Specifically, workers at Chrysler Group LLC and General Motors Co. have agreed to take unsettled disputes from the bargaining table to arbitration as part of the U.S.-backed bankruptcies in 2009. In addition, they also agreed not to strike over benefits and wages during contract negotiations.
As for Ford, its workers did not concur with the wishes of union leaders. They also rejected the arbitration and the strike ban, making Ford the only U.S. vehicle manufacturer to face a possible strike.
Labor analyst Kristin Dziczek from the Center for Automotive Research in Ann Arbor, Mich., shared that there is no doubt Ford would be better off if they had the binding arbitration.
The analyst also said that ratifying a deal at Ford is a bit more uncertain compared to the two other carmakers as they have proven that they will turn down an agreement.
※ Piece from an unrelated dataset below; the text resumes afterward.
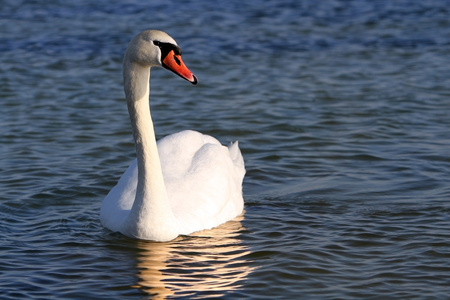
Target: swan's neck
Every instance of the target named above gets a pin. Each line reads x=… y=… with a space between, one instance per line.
x=151 y=216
The union normally picks one vehicle manufacturer to make a deal, which is then used as a template for the other two. This pattern bargaining has kept benefits and wages close to parity among the three vehicle manufacturers, which currently hire around 113,000 U.S. hourly workers.
As of the moment, there may be a disruption with the parity. With Ford earning $9.3 billion in the last two years, the company’s employees may hesitate to agree on a deal crafted at Chrysler or GM or by an arbitrator for those automakers.